Quando um diretor se torna gestor escolar

Secretário de Estado da Educação, Felipe Camarão

“Antes de decidir, pense no estudante”. Esta frase compunha quadros espalhados por vários corredores do Ministério da Educação, lá pelos anos de 2014. Apesar do tempo decorrido, a frase ainda provoca em nós, profissionais da área e interessados pela educação, alguns questionamentos. Afinal, para quem ou para que fazemos educação? Qual sentido damos ao dia a dia nas escolas e às mudanças tão frequentes no modo de fazer educação?

Observando mudanças que parecem singelas, uma é especial: a utilização da nomenclatura “gestor” escolar em substituição a “diretor” escolar. É desafio de todos os gestores, desde os setores administrativos da secretaria, às escolas, garantir uma boa estruturação da rotina escolar para concretizar, na sala de aula, a relação do ensino com a aprendizagem. Parece uma obviedade e uma tarefa fácil, mas não é.

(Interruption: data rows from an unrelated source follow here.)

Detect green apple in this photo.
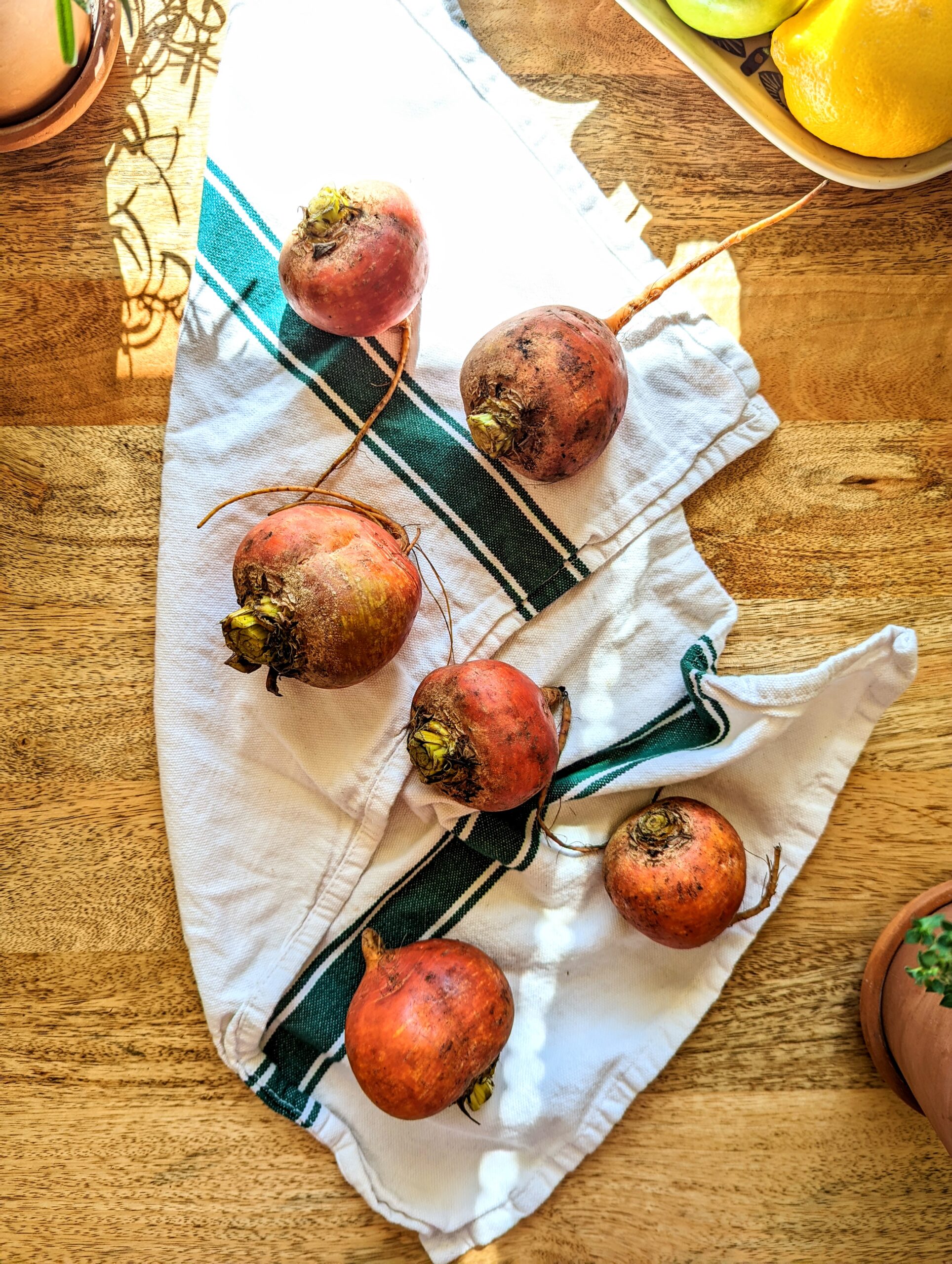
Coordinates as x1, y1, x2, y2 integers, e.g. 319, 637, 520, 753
668, 0, 805, 39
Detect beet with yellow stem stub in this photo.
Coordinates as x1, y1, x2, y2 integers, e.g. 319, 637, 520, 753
278, 180, 430, 338
221, 493, 422, 693
278, 180, 430, 487
603, 796, 780, 948
344, 928, 515, 1120
459, 181, 827, 483
407, 659, 571, 812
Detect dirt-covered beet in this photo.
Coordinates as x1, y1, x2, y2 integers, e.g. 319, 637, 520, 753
221, 504, 421, 691
407, 659, 564, 812
278, 180, 430, 338
603, 797, 747, 948
344, 929, 515, 1119
459, 305, 629, 483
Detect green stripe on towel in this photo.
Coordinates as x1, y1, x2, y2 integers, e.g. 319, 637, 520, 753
256, 637, 729, 1117
196, 164, 587, 618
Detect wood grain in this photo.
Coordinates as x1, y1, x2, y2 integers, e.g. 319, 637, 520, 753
0, 0, 952, 1264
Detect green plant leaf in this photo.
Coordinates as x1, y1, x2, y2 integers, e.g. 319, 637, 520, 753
54, 0, 76, 66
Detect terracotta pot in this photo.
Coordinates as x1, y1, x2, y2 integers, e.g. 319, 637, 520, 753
860, 882, 952, 1154
0, 0, 120, 153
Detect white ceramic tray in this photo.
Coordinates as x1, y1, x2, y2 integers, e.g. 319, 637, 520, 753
609, 0, 952, 188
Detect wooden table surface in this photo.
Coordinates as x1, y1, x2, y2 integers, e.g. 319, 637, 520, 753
0, 0, 952, 1264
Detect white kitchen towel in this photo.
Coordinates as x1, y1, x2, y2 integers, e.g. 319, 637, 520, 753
156, 0, 915, 1262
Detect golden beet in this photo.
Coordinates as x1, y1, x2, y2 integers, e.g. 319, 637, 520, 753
603, 797, 747, 948
221, 504, 422, 693
344, 928, 514, 1119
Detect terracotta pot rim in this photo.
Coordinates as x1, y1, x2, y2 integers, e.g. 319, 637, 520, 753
0, 0, 120, 153
860, 880, 952, 1115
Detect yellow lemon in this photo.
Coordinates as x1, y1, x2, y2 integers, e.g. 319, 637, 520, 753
770, 0, 952, 158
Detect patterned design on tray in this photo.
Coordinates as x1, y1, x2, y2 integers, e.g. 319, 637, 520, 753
707, 32, 788, 110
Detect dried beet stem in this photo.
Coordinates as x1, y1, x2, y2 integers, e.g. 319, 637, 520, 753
536, 685, 571, 851
731, 843, 780, 926
360, 926, 387, 970
605, 180, 830, 334
198, 483, 409, 553
408, 538, 454, 668
291, 317, 411, 504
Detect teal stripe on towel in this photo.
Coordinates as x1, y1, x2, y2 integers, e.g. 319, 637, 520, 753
197, 168, 587, 617
264, 638, 728, 1091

Com o passar dos anos, várias atribuições foram dadas à escola. Diante disso, o gestor é estratégico para a construção de um projeto educacional consistente, coerente e bem alinhado com as demandas e realidade de uma comunidade escolar. Conseguir realizar ações de várias “gestões” – financeira, administrativa, dos espaços, relação escola e comunidade –, exige capacidade técnica associada a uma liderança autêntica dentro de um espaço heterogêneo, diverso, complexo e instigante como uma escola.

Secretária Adjunta de Ensino, Nádya Dutra

Perde força a figura de um profissional monitorando corredores ou dentro de um gabinete para conversas disciplinadoras. O gestor é, antes de tudo, um líder articulador de todos os processos em torno do êxito acadêmico dos estudantes. A educação conseguiu, como bem diz nosso povo, ir para a Trizidela, ou seja, o outro lado da margem do rio, passando a refletir não somente as condições propícias ao ensino, mas, também, o fim do processo educativo, que é a aprendizagem.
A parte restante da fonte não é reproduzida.